Ideogram 4 ComfyUI workflow | Structured Text-to-Image Generator

Ideogram 4 ComfyUI workflow Workflow

Want to run this workflow?

Fully operational workflows
No missing nodes or models
No manual setups required
Features stunning visuals

Ideogram 4 ComfyUI workflow Examples

ideogram-4-comfyui-workflow-structured-text-to-image-generator-1443-example_01.webp

ideogram-4-comfyui-workflow-structured-text-to-image-generator-1443-example_02.webp

ideogram-4-comfyui-workflow-structured-text-to-image-generator-1443-example_03.webp

ideogram-4-comfyui-workflow-structured-text-to-image-generator-1443-example_04.webp

ideogram-4-comfyui-workflow-structured-text-to-image-generator-1443-example_05.webp

ideogram-4-comfyui-workflow-structured-text-to-image-generator-1443-example_06.webp

Ideogram 4 ComfyUI workflow: structured text-to-image with precise layout and typography#

This Ideogram 4 ComfyUI workflow is a compact, RunComfy-ready template for Ideogram 4.0, an open-weight, non-commercially licensed text-to-image model built for design, layout control, and reliable in‑image text. It turns structured JSON captions into images with scene summaries, style blocks, normalized bounding boxes, and hex color palettes, making it ideal for posters, brand comps, typography‑heavy graphics, and layout‑aware illustration.

The graph delivers a clean, single‑path text‑to‑image pipeline plus an optional on‑graph JSON prompt builder. If you already write JSON prompts, paste them and render immediately; if you prefer to start from a short idea, the LLM helper can draft a schema‑correct caption you can preview and paste into the generator. Under the hood, the workflow follows Ideogram 4’s flow‑matching DiT sampling with asymmetric classifier‑free guidance.

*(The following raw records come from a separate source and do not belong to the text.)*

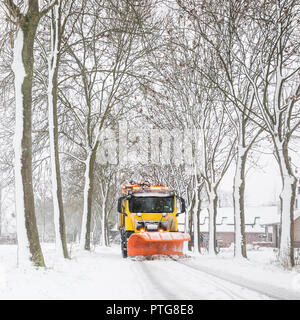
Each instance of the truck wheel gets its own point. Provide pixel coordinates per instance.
(123, 249)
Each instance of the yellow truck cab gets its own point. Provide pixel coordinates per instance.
(147, 209)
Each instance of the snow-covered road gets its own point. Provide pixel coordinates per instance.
(176, 281)
(103, 274)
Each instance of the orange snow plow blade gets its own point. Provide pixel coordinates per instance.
(151, 243)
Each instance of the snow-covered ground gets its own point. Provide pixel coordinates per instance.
(103, 274)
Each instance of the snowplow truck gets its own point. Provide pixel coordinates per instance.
(148, 221)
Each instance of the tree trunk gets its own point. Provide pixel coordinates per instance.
(85, 239)
(287, 203)
(239, 205)
(0, 210)
(59, 220)
(212, 209)
(198, 219)
(28, 238)
(189, 219)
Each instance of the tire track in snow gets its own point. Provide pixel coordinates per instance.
(154, 283)
(168, 289)
(269, 292)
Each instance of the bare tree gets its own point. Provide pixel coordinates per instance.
(25, 17)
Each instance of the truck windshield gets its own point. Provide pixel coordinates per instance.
(151, 204)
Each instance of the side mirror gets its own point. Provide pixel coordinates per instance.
(120, 200)
(182, 205)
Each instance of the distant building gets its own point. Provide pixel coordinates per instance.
(255, 218)
(272, 229)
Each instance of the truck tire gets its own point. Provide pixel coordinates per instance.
(124, 240)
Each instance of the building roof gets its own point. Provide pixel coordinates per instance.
(255, 219)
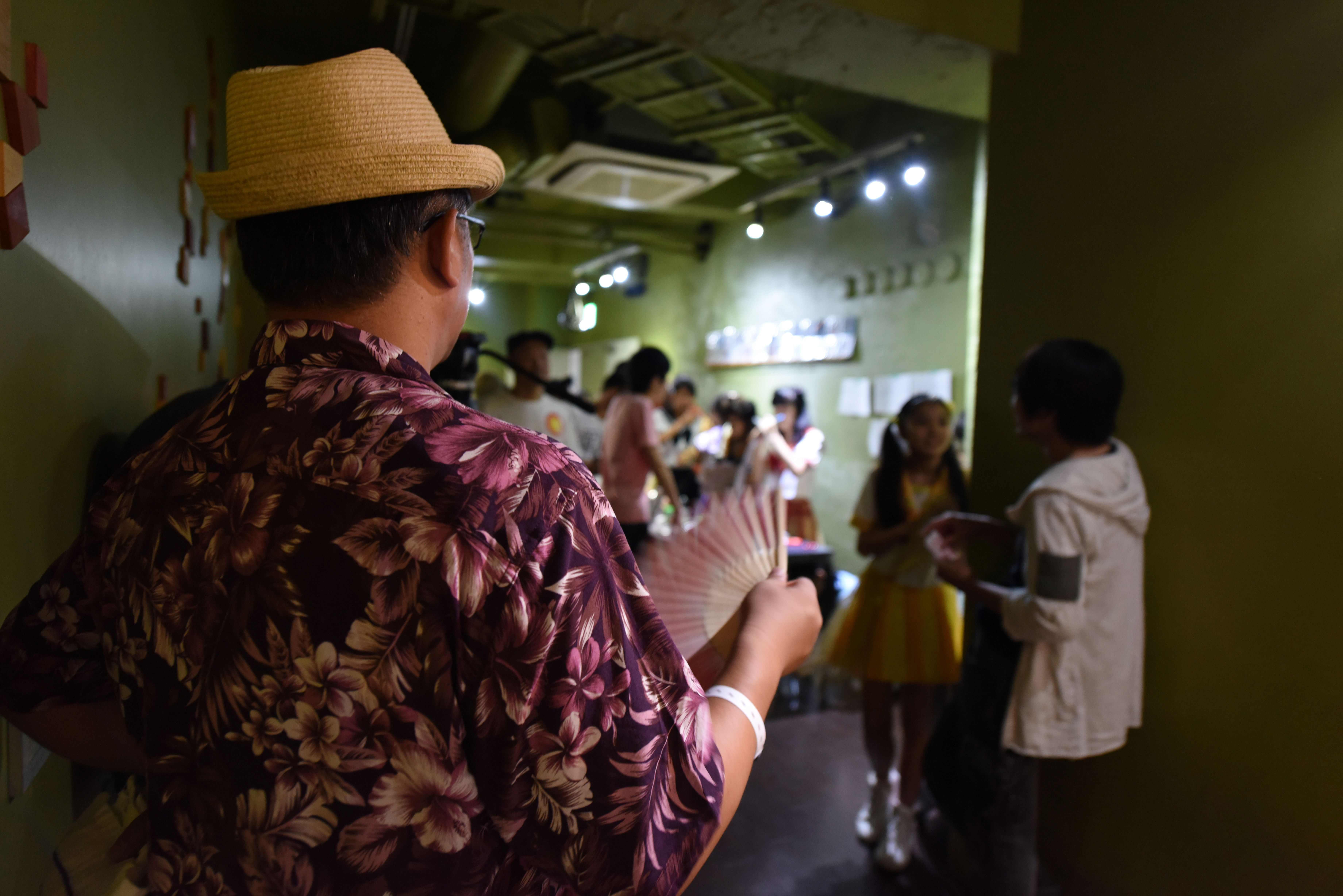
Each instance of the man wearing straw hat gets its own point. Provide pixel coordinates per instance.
(361, 637)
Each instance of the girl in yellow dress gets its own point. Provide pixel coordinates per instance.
(903, 627)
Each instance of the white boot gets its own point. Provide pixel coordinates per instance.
(898, 847)
(876, 811)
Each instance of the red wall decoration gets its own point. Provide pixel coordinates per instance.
(23, 134)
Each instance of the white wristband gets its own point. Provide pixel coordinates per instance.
(745, 704)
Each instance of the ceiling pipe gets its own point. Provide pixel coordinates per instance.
(857, 161)
(491, 64)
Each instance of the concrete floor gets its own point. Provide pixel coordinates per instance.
(793, 835)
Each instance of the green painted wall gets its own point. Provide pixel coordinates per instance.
(1165, 179)
(91, 310)
(800, 269)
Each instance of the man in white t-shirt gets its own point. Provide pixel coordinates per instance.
(530, 406)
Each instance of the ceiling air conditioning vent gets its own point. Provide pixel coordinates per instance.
(624, 179)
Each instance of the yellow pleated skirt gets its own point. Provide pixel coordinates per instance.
(891, 632)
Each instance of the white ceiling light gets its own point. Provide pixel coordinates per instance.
(824, 206)
(589, 319)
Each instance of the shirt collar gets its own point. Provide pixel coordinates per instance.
(334, 344)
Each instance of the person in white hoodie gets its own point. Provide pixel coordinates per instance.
(1078, 613)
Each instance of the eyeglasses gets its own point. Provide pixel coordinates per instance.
(475, 228)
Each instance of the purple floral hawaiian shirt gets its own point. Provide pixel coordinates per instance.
(375, 641)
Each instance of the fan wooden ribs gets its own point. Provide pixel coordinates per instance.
(700, 577)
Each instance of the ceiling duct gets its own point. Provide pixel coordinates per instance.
(624, 179)
(491, 64)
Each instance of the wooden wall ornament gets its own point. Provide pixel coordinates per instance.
(22, 134)
(22, 116)
(189, 234)
(36, 74)
(11, 169)
(14, 218)
(6, 57)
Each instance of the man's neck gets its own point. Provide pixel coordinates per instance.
(527, 389)
(1060, 449)
(409, 326)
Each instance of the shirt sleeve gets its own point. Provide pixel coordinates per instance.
(1052, 606)
(52, 644)
(648, 425)
(620, 772)
(865, 512)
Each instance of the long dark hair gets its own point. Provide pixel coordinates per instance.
(796, 397)
(891, 495)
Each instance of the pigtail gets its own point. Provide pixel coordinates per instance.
(957, 479)
(891, 490)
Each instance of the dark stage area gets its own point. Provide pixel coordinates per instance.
(794, 835)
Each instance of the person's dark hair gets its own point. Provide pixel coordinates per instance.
(891, 492)
(339, 256)
(745, 410)
(796, 397)
(723, 405)
(620, 378)
(1080, 382)
(647, 366)
(519, 340)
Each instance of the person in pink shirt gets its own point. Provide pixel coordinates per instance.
(630, 448)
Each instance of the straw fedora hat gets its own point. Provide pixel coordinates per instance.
(350, 128)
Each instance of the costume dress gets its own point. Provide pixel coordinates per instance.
(903, 625)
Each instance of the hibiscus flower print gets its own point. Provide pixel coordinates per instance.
(375, 643)
(493, 456)
(382, 351)
(234, 528)
(316, 737)
(328, 684)
(424, 794)
(562, 753)
(271, 349)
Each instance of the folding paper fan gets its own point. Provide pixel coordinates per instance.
(700, 577)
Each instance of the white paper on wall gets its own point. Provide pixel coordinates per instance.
(856, 397)
(876, 432)
(891, 393)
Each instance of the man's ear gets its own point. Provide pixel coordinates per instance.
(445, 249)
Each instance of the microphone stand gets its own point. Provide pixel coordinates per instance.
(557, 389)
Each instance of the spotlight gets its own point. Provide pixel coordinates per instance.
(755, 230)
(589, 319)
(824, 206)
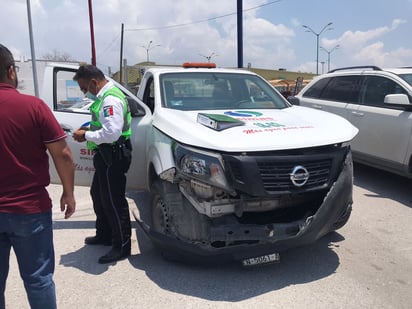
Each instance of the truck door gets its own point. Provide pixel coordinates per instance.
(71, 109)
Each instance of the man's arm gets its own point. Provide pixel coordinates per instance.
(63, 160)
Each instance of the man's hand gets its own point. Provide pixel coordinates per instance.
(78, 135)
(67, 204)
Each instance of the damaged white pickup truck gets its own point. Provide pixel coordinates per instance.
(234, 171)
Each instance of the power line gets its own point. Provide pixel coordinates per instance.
(201, 21)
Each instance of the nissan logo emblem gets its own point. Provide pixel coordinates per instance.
(299, 176)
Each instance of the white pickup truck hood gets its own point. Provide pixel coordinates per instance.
(262, 129)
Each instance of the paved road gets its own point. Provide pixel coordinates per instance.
(367, 264)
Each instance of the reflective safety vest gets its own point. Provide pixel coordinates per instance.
(95, 108)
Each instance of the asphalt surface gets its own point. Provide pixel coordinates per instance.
(366, 264)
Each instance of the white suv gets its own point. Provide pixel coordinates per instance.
(378, 102)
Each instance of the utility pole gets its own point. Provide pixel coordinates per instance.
(239, 34)
(329, 52)
(309, 29)
(92, 33)
(121, 54)
(33, 55)
(148, 48)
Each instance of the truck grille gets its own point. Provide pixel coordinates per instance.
(276, 175)
(260, 174)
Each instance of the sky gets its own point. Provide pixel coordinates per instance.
(363, 32)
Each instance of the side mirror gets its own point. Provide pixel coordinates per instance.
(293, 100)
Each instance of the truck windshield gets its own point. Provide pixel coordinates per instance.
(215, 91)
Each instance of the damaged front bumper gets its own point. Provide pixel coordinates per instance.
(258, 240)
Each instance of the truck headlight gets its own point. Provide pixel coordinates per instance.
(201, 165)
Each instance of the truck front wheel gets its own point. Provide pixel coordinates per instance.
(163, 195)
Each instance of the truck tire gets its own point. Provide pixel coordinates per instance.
(342, 220)
(163, 194)
(159, 210)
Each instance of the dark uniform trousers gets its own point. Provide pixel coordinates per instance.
(108, 194)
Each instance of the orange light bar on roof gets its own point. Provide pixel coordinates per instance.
(209, 65)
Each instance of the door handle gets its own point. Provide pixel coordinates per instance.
(359, 114)
(66, 128)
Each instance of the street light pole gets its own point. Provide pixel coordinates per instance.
(210, 56)
(148, 48)
(309, 29)
(329, 52)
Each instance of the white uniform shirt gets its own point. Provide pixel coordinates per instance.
(111, 118)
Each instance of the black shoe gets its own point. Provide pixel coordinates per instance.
(114, 255)
(94, 240)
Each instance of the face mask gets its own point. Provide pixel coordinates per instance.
(91, 96)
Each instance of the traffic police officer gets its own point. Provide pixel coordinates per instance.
(109, 136)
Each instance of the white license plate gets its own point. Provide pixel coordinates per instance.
(264, 259)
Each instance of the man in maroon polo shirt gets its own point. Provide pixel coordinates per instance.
(28, 130)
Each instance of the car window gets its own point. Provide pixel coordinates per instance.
(68, 96)
(316, 89)
(342, 89)
(216, 90)
(375, 88)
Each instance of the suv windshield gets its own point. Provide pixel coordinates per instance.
(407, 78)
(204, 91)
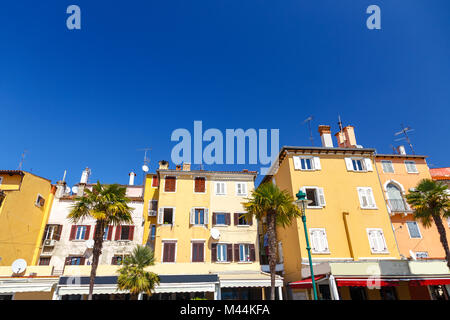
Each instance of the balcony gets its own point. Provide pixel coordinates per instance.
(398, 205)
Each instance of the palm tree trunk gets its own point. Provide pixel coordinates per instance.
(97, 251)
(271, 233)
(443, 237)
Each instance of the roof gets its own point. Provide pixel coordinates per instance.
(440, 173)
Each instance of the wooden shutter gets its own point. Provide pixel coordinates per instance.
(73, 232)
(131, 233)
(213, 252)
(236, 252)
(118, 232)
(252, 253)
(230, 252)
(349, 164)
(86, 235)
(368, 164)
(316, 161)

Key models in Comfyui Ideogram 4 ComfyUI workflow#

Ideogram 4 (FP8). The 9.3B‑parameter Diffusion Transformer trained with flow matching, designed for JSON‑guided generation, strong text rendering, and explicit layout control. Official model card: ideogram-ai/ideogram-4-fp8. Inference code: ideogram-oss/ideogram4.
Ideogram 4 Unconditional branch. A paired unconditional checkpoint used for asymmetric classifier‑free guidance during sampling; packaged for ComfyUI alongside the main model: Comfy-Org/Ideogram-4.
Qwen3‑VL‑8B‑Instruct (FP8). A vision‑language encoder used as the text encoder, providing multi‑scale semantic features from the prompt: Qwen/Qwen3-VL-8B-Instruct-FP8 (ComfyUI repack: Comfy-Org/Qwen3-VL).
FLUX.2 VAE. The decoder used to turn sampled latents into final images, packaged for ComfyUI: Comfy-Org/flux2-dev.

How to use Comfyui Ideogram 4 ComfyUI workflow#

Overall logic: choose a canvas, provide a prompt (ideally structured JSON), pick a sampler preset (Default, Quality, Turbo), then render. The main “Text to Image (Ideogram v4)” subgraph performs encoding, guidance, sampling, and decoding in one pass; an optional “LLM Prompt Builder” group can draft JSON for you.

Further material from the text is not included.